Dabei machte Platten (s. Foto) Weltgeschichte. 1918 ermöglichte er seinem Freund Lenin die Rückkehr in die Heimat – von Zürich nach St.Petersburg in einem plombierten Waggon. Wenig später führte Lenin in Russland die Oktoberrevolution zum Erfolg. Ein Ereignis, das die Welt erschütterte.

Fritz Platten glaubte an die Befreiung der Proletarier durch den Umsturz. Er wurde 1883 selbst in der Welt der Arbeiter geboren. Sein Vater Peter war ein aus Westfalen eingewanderter Schreiner, seine Mutter die St.Gallerin Maria Strässle. In Zürich fand Platten Anschluss an die damals noch revolutionäre Sozialdemokratie.

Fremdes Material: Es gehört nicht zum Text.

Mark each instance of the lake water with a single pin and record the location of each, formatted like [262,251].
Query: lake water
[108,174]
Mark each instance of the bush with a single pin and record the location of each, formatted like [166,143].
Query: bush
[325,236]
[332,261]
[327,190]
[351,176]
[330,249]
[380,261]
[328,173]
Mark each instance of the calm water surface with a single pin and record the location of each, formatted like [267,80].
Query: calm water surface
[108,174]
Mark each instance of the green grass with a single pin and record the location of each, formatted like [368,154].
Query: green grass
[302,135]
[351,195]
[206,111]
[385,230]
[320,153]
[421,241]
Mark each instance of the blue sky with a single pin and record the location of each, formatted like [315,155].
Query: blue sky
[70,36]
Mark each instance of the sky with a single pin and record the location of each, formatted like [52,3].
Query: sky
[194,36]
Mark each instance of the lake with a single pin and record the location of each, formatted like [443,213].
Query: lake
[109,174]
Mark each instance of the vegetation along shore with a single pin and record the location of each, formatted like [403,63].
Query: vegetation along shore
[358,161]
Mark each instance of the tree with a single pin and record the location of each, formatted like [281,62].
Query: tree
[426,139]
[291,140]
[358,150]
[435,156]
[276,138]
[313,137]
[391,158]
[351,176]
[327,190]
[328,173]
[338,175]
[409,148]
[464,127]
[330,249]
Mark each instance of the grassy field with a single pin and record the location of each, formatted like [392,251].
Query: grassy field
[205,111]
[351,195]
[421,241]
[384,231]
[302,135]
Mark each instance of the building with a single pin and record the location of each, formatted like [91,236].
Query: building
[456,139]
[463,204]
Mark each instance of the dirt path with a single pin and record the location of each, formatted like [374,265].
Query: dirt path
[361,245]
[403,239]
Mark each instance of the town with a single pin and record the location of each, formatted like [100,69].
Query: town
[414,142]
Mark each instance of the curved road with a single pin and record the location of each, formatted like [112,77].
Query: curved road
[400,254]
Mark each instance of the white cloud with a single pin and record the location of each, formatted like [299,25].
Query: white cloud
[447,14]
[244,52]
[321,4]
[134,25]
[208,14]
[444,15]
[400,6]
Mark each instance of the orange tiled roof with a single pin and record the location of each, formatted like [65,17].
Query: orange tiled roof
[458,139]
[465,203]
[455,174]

Der begabte Jüngling absolvierte bei Escher Wyss eine Lehre als Schlosser und schwang sich bald zum redegewandten Arbeiterführer auf. 1918 gehörte er zu den Organisatoren des Generalstreiks, der die Schweiz erschütterte. Ein Jahr später war er schon in Moskau, als Mitgründer der Kommunistischen Internationale (Komintern). Auf dem berühmten Foto der Gründungsversammlung steht er neben Lenin, Trotzki, Sinowjew und Bucharin.

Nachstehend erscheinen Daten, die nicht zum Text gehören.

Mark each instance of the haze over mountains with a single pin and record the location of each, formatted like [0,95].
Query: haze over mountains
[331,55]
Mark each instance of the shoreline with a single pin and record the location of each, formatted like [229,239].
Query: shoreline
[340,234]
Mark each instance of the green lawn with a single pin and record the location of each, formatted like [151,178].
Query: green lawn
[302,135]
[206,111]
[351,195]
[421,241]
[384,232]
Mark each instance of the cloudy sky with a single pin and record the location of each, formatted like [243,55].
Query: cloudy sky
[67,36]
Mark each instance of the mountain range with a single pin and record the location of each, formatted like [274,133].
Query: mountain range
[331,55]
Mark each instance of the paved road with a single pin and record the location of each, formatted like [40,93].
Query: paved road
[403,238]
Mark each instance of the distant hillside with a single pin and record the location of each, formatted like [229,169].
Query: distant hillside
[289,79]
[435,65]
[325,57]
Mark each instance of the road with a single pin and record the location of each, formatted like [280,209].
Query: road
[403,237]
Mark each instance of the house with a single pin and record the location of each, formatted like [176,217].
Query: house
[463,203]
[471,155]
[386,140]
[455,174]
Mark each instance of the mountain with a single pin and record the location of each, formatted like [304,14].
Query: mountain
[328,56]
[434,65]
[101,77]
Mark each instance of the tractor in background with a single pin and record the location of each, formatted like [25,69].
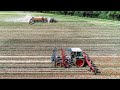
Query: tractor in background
[73,57]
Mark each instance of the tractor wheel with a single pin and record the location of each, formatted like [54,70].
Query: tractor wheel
[31,22]
[80,63]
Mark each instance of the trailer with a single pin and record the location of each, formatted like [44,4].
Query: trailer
[73,57]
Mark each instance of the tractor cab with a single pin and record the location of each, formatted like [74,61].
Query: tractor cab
[75,53]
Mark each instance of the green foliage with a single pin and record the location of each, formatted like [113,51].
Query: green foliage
[114,15]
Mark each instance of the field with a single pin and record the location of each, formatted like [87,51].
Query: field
[25,50]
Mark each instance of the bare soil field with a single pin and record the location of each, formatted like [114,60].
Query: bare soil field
[25,50]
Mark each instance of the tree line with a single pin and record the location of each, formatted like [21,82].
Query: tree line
[114,15]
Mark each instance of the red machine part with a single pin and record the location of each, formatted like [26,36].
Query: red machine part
[65,62]
[79,62]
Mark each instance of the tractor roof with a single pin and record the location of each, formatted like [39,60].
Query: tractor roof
[75,49]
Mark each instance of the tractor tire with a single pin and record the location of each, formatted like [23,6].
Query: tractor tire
[80,62]
[31,22]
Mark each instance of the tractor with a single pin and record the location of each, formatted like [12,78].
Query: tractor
[73,57]
[41,19]
[37,19]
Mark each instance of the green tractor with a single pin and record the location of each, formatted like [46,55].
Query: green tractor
[73,57]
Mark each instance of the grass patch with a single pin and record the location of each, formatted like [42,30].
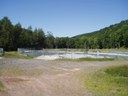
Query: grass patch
[15,55]
[1,87]
[13,71]
[86,59]
[96,59]
[112,81]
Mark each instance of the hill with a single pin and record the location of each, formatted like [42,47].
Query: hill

Als linker Volkstribun war Platten eine lebende Legende. Davon wollten 1921 die St.Galler Kommunisten bei den Grossratswahlen profitieren. Sie luden ihn in den «Schützengarten» ein. 1000 Leute kamen, darunter auch manche neugierige Bürgerliche. Platten rief in den Saal: „Die Weltrevolution kann nicht mehr aufgehalten werden.“

Zwanzig Jahre später war er tot.  Erschossen im sibirischen Gulag. Ein Opfer von Stalins Großem Terror, der Hunderttausende das Leben kostete. Warum? Platten hatte sich 1927 in Moskau mit der Opposition gegen Stalin solidarisiert. Seitdem stand er auf der schwarzen Liste des Diktators.

Doch Platten stand als enger Freund Lenins unter politischem Denkmalschutz. Er war ein Unantastbarer, jedenfalls vorläufig noch. Man schob ihn daher als Dozent in ein unbedeutendes Agrarinstitut ab. Dort war er kaltgestellt.

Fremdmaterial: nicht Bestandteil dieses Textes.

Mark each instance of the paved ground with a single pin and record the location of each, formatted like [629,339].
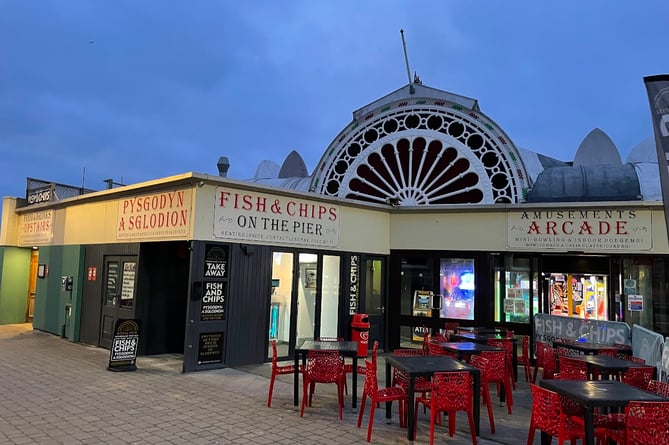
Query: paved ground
[56,392]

Einer der letzten Schweizer, die Platten noch lebend sahen, war der St.Galler Spanienkämpfer Walter Wagner. 1934 weilte der junge Kommunist zur Ausbildung als Revolutionär an der Moskauer Leninschule. Er besuchte Platten im berühmten Hotel Lux – und brachte ihm zwei Packungen Bohnenkaffee aus der Schweiz mit.

Doch seltsam: Wagner traf einen völlig verschüchterten Menschen an. Er solle leise sprechen, damit es die Nachbarn nicht störe, wies Platten seinen jungen Gast an. Der einstige Volkstribun war bereits ein Gefangener des paranoiden Wahnsystems, das Stalin errichtet hatte. 1937 wurde Plattens dritte Frau Berta Zimmermann, eine Komintern-Agentin, vom Geheimdienst NKWD abgeführt und umgebracht.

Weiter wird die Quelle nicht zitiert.